He said, 'Very sorry, sir, but I couldn't get through. I got pretty close to the wire, but couldn't find a gap.' 'Was there much firing?' said the Colonel. 'The usual two snipers and a machine-gun on the left; from what I heard I should say there were a good many men in that part of the trench—but I couldn't swear.' Now what the Colonel had wanted was somebody who could swear; that was what the Brigade wanted; so he was not pleased. But he was a kind, understanding fellow, and all he said was, 'Well, I'm sorry, too, Penrose, but no doubt you did your best.' And he went to bed.
Then I opened some Perrier (we still had Perrier then), and gave Harry a strong whisky, and waited. For I knew that there was more. He talked for a little, as usual, about the mud, and the Boche line, and so on, and then he said: 'What I told the Colonel was perfectly true—I did get pretty close to the wire, and there wasn't a gap to be seen—but that wasn't the whole of it ... I couldn't face it.... The truth is, that show the other night was too much for me.... I found myself lying in a shell-hole pretending to myself that I was listening, and watching, and so on, but really absolutely stuck, trying to make myself go on ... and I couldn't.... I'm finished as a scout ... that's all.'
Well, it was all for the present. No thinking, human C.O. is going to run a man in for being beaten by a job like that. It is a specialist's affair, like firing a gun. It is his business to put the right man on the job, and if he doesn't, he can't complain.
So we made Harry Lewis gun officer. And that was the first stage.
VIII
Soon after that we went down to the Somme. It was autumn then, and all that desolate area of stark brown earth was wet and heavy and stinking. Down the Ancre valley there were still some leaves in Thiepval Wood, and the tall trees along the river were green and beautiful in the thin October sun. But the centre of battle was coming up to that valley; in a month the green was all gone, and there was nothing to see but the endless uniform landscape of tumbled earth and splintered trunks, and only the big shells raising vain waterspouts in the wide pools of the Ancre gave any brightness to the tired eye.

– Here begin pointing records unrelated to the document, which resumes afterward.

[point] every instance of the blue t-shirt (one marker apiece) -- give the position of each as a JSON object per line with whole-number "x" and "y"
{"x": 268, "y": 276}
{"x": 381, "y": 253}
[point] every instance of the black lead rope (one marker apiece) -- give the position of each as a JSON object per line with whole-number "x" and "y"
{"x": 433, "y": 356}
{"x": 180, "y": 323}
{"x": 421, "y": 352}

But you know about all this. Every Englishman has a picture of the Somme in his mind, and I will not try to enlarge it. We were glad, in a way, to go there, not in the expectation of liking it, but on the principle of Henry V.'s speech on the eve of St. Crispin. We saw ourselves in hospitals, or drawing-rooms, or bars, saying, 'Yes, we were six months on the Somme' (as indeed we were); we were going to be 'in the swing.' But it was very vile. After Souchez it was real war again, and many Souchez reputations wilted there and died. Yet with all its horror and discomfort and fear that winter was more bearable than the Gallipoli summer. For, at the worst, there was a little respite, spasms of repose. You came back sometimes to billets, cold, bare, broken houses, but still houses, where you might make a brave blaze of a wood fire and huddle round it in a cheery circle with warm drinks and a song or two. And sometimes there were estaminets and kind French women; or you went far back to an old château, perched over the village, and there was bridge and a piano and guests at Headquarters. Civilization was within reach, and sometimes you had a glimpse of it—and made the most of it.
But we had a bad time, as every one did. After a stiff three weeks of holding a nasty bit of the line, much digging of assembly trenches, and carrying in the mud, we took our part in a great battle. I shall not tell you about it (it is in the histories); but it was a black day for the battalion. We lost 400 men and 20 officers, more than twice the total British casualties at Omdurman. Hewett was killed and six other officers, the Colonel and twelve more were wounded. Eustace showed superb courage with a hideous wound. Harry and myself survived. Now I had made a mistake about Harry. After that scouting episode at Souchez I told myself that his 'nerve' was gone, that for a little anyhow he would be no good in action. But soon after we got to the Somme he had surprised me by doing a very good piece of work under fire. We were digging a new 'jumping-off' line in No Man's Land, two hundred men at work at once. They were spotted, the Boches dropped some Minnies about, and there was the beginnings of a slight stampede—you know the sort of thing—mythical orders to 'Retire' came along. All Harry did was to get the men back and keep them together, and keep them digging: the officer's job—but he did very well, and to me, as I say, surprisingly well. The truth was, as I afterwards perceived, that only what I may call his 'scouting' nerve was gone. It is a peculiar kind of super-nerve, as I have tried to show, and losing it he had lost a very valuable quality, but that was all at present.
Or I may put it another way. There is a theory held among soldiers, which I will call the theory of the favourite fear. Every civilian has his favourite fear, death by burning or by drowning, the fear of falling from a great height, or being mangled in a machine—something which it makes us shiver to think about. Among soldiers such special fears are even more acute, though less openly confessed, but in the evenings men will sometimes lie on the straw in the smoky barns and whisper the things of which they are most afraid.